例えば、絵画についての考察において、葛飾北斎やニコラ・プッサン(17世紀のフランスのバロック画家)の絵を例にして、レヴィ・ストロースはそこに「二重分節(double articulation)」という構造を読み取る。簡単に言うと、これはコラージュ的な手法のことで、あらかじめ描こうとする人物や景色の断片を一つ一つ個別に描き、その後でしかるべく配置をして一つの作品に仕上げるという方法である。その結果、北斎やプッサンの絵画では、全体としても統一的な絵となっているが、その部分をみても一つの完成された絵となっている。二重分節という意味においては、第一次文節においてすでに小さな(完成された)作品があり、それらが適当に組み合わされ配列された第二次文節において、全体が高次の作品となる。

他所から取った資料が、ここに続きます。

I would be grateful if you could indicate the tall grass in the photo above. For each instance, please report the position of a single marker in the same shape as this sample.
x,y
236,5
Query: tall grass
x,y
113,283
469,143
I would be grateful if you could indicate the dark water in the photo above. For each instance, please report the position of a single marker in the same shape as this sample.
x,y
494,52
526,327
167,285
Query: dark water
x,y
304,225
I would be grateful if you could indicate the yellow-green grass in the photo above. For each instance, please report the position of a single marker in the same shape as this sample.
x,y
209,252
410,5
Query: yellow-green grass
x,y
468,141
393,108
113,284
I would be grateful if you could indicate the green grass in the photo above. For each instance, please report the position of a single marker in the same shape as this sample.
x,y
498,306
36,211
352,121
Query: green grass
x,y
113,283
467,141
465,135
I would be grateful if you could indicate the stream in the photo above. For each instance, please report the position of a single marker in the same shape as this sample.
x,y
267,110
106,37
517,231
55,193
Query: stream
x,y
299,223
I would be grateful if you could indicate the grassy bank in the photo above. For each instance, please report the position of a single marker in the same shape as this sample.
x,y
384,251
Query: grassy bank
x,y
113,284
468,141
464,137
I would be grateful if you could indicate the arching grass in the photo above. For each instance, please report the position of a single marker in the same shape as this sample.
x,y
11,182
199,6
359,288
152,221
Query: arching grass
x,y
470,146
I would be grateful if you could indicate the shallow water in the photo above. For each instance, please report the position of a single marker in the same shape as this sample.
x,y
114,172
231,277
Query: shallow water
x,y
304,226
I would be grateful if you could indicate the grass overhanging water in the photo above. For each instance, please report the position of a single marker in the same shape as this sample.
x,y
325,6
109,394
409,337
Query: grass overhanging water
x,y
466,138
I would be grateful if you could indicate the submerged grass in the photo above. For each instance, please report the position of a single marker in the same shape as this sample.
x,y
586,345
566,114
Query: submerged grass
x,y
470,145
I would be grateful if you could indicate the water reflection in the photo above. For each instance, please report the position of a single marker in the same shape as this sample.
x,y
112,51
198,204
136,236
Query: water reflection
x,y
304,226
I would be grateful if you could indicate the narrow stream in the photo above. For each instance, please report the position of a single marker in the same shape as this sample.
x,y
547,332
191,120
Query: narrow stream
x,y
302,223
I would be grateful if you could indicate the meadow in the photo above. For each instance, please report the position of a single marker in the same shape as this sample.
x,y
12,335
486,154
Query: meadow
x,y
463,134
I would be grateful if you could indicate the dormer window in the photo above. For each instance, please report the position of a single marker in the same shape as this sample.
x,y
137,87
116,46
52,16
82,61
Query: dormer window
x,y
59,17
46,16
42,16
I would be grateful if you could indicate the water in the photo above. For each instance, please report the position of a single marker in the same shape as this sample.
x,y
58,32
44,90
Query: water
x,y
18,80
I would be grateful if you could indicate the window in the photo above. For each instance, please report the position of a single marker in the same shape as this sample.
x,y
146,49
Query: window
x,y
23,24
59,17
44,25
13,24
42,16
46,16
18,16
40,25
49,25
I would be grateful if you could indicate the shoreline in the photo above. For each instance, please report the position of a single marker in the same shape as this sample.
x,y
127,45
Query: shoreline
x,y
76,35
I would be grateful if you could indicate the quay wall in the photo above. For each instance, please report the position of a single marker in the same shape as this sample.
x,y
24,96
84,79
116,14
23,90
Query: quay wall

二重分節あるいはコラージュ的な配置は、文学で言えばマルセル・プルーストの『失われた時を求めて』にもみられるとレヴィ=ストロースは述べる。そこではさまざまな時系列の印象が同時に語られ配置されており、通常の小説にみられるような時間の流れとは異なっている。「物語の織り目に無意識の記憶が介入することで、出来事の継起と時間の持続のなかで、その順序を完全に変えてしまう創作の手法が補償され、均衡を維持」(上掲書, p.3)しているという。

しかし、私たちの無意識における時間の構造はむしろそのようなものであり、コラージュ的/二重分節的に配置されているのではないか。実際に、プルーストは『失われた時を求めて』を書くにあたり、異なった状況、異なった時期に書かれた草稿群を、後から満足できる順序に整理し、再構成しているという。つまり「作品を書くときに彼がおこなっているのは接合であって、たくさんの断章を互いにつなぎ合わせる」ということであった。

引用した冒頭の文章では、千年単位では「人間の本性」は変わることがないとレヴィ=ストロースは述べる。ここでいう人間の本性とは「感性の論理」と言い換えることもできるだろう。未開社会の婚姻規則の体系や神話の構造にひそむ、この普遍的な論理は、たかだか数百年の人間の技術や「文明」の進歩では変わることはない。本書は、それは文学や芸術という人間の本性の発露からもうかがえることであるという、レヴィ=ストロースの考えが自由闊達に述べられた良書であると、私は思う。